Last month, new-car sales rose only 2.2 percent to 164,852 units compared with June 2003. That's a striking deceleration given the way the market has been running.
"Everybody expected a slowdown, it's just that it's happened very suddenly," says Ashvin Chotai, director of Asian Automotive Industry Research, Global Insight in London.
New-car sales in China have been on a tear since early 2002. That year they rose 62 percent compared with 2001 to 1.26 million units. In 2003, sales surged another 70 percent to more than 2 million units.
Sales continued to boom through the early months of 2004, but year-on-year growth slipped to 10 percent in May and fell more last month.
The car market grew 29.4 percent in the first half to 1.12 million units, according to the China Passenger Car Market Association, an organization of automakers.
China's two largest carmakers, Shanghai General Motors and Shanghai Volkswagen are limiting production this month. Shanghai GM is closed from Thursday, July 15 to July 25. Suppliers were told it is to save power in the midst of a shortage. A GM China spokesperson says the shutdown is for routine maintenance. Meanwhile, Shanghai VW is working some half days to save power. Shanghai faced similar power shortages last summer, and neither company stopped production in the face of roaring demand.
General Motors does not release its production targets. But Global Insight in April forecast Shanghai GM's 2004 output at 290,000 units. Now, it is predicting 248,000 units.
In January, Shanghai Volkswagen said it would produce 460,000 units this year, but it has cut that plan to 430,000. Company sources say it could be trimmed further.
GM sales remain strong.
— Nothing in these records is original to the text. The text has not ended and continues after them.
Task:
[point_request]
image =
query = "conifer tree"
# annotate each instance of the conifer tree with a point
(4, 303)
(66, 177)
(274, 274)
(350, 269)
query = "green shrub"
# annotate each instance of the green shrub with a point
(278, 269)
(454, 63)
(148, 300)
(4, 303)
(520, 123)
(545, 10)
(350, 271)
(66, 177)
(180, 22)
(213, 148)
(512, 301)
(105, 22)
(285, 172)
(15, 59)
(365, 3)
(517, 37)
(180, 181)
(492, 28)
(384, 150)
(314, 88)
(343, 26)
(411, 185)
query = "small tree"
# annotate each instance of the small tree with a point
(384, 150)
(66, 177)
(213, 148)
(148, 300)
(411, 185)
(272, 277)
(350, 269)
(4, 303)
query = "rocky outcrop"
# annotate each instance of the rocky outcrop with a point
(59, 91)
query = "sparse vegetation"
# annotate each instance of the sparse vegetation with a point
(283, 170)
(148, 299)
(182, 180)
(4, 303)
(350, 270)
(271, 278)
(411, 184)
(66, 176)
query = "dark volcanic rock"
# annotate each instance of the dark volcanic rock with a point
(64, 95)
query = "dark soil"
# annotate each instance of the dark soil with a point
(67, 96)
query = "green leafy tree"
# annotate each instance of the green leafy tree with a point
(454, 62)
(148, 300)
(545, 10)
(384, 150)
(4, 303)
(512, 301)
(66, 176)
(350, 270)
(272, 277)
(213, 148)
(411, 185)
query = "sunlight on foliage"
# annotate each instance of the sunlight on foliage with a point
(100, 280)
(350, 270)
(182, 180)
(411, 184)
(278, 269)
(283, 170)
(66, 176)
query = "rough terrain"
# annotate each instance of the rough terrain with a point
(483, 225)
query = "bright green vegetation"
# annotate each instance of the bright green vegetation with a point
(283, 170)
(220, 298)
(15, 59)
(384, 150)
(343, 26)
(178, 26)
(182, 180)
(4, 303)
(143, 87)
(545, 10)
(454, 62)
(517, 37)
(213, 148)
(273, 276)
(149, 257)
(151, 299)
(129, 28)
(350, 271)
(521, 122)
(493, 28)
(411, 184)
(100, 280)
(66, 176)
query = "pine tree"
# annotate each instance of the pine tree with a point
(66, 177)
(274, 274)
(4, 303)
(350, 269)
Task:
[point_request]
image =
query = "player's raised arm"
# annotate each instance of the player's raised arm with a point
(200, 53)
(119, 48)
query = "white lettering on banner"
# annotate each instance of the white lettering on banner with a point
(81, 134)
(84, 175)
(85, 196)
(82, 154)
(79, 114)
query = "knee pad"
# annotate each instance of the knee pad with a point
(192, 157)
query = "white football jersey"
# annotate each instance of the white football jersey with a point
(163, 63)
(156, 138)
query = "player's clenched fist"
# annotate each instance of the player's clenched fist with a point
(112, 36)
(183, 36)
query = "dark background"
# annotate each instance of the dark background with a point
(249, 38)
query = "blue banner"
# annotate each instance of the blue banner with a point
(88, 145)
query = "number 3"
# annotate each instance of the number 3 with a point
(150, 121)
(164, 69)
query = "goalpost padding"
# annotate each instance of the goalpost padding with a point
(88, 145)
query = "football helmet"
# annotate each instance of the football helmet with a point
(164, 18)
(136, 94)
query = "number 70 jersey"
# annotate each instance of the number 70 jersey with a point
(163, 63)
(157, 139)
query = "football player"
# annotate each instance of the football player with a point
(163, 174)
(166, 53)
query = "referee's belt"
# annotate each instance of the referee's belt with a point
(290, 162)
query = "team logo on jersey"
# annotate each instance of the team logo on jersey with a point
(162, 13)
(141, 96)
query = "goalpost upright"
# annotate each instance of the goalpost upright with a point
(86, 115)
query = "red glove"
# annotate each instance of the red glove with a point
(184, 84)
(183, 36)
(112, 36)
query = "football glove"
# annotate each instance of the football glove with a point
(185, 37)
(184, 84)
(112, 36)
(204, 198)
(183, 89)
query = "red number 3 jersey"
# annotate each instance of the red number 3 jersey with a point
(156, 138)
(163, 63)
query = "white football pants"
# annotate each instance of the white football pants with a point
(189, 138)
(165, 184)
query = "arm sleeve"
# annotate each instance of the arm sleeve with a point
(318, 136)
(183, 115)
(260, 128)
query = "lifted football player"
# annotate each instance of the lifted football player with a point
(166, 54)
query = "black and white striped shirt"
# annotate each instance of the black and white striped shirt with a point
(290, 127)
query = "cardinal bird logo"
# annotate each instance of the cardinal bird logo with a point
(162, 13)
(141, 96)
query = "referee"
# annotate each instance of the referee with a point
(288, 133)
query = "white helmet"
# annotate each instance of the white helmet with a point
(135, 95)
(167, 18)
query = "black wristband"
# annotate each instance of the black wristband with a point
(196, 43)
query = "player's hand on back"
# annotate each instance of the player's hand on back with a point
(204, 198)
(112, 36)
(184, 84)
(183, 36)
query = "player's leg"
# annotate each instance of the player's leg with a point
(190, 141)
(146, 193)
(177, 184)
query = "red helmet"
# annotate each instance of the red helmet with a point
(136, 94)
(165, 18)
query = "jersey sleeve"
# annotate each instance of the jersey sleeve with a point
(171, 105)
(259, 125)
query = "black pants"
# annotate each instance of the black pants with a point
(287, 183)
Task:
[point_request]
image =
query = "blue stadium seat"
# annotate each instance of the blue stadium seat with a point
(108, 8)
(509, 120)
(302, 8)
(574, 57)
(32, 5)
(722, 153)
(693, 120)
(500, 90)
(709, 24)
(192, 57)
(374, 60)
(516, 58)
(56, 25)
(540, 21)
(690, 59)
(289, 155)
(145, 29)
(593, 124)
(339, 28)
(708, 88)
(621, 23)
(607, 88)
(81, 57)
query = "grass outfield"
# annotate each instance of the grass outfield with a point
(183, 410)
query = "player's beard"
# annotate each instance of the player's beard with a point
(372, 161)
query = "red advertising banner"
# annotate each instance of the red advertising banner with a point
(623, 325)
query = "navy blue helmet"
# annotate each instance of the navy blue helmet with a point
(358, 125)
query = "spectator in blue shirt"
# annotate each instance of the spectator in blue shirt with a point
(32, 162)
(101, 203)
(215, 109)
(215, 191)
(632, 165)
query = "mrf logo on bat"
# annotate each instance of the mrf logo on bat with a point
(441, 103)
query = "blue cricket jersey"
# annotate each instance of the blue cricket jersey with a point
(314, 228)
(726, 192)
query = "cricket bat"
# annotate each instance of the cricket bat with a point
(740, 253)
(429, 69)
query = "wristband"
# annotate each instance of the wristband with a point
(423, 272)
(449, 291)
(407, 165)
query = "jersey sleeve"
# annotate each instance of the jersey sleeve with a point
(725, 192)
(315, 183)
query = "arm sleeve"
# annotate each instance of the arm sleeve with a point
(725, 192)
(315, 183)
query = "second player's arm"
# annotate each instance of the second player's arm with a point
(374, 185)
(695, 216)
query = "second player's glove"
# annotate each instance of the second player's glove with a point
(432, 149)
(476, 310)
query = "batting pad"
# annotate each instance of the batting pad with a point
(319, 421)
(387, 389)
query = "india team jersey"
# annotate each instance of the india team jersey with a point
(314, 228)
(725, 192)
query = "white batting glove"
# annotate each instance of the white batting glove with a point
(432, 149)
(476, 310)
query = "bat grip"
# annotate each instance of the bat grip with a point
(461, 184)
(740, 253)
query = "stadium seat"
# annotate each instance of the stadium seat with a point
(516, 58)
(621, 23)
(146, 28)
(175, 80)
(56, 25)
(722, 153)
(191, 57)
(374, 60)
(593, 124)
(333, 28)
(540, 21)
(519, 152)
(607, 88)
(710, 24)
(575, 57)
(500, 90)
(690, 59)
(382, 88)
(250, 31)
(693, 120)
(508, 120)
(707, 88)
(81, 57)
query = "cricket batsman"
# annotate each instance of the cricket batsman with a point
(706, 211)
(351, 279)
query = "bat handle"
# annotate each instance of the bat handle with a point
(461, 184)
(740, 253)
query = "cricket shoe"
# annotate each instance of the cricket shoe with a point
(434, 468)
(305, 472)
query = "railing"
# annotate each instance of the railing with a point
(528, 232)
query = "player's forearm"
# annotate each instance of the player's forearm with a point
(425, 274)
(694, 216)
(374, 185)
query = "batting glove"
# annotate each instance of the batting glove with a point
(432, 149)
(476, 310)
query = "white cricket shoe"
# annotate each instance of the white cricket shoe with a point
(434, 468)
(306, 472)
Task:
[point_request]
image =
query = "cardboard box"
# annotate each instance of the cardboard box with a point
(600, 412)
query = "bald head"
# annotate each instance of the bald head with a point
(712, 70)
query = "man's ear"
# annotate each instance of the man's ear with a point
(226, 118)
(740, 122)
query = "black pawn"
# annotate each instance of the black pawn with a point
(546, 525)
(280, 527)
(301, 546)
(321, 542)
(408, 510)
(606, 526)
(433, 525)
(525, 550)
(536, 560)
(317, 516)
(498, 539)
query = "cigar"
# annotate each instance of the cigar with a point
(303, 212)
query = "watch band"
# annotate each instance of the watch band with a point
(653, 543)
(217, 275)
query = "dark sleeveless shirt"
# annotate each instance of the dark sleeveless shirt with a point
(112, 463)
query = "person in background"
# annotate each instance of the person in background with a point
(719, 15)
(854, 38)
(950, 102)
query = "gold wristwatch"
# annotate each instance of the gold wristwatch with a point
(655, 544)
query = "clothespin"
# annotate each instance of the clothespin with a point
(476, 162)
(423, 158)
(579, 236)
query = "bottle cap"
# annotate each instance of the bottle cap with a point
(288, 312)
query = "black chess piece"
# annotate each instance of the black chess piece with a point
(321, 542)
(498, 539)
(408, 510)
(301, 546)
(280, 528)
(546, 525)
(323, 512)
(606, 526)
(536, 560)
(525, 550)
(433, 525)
Shanghai GM sold 24,043 units in June, up 65 percent from the year-ago month.
Shanghai Volkswagen sold 20,805 cars in June, down 36.7 percent. At FAW-VW, Volkswagen's other China venture, June sales fell 39.1 percent to 12,786 units compared with the year-ago month.
The slowdown was caused by a combination of factors, says Yale Zhang, a Shanghai-based analyst with market forecaster CSM Asia.
Rampant price cutting is causing buyers to delay purchases, Zhang says.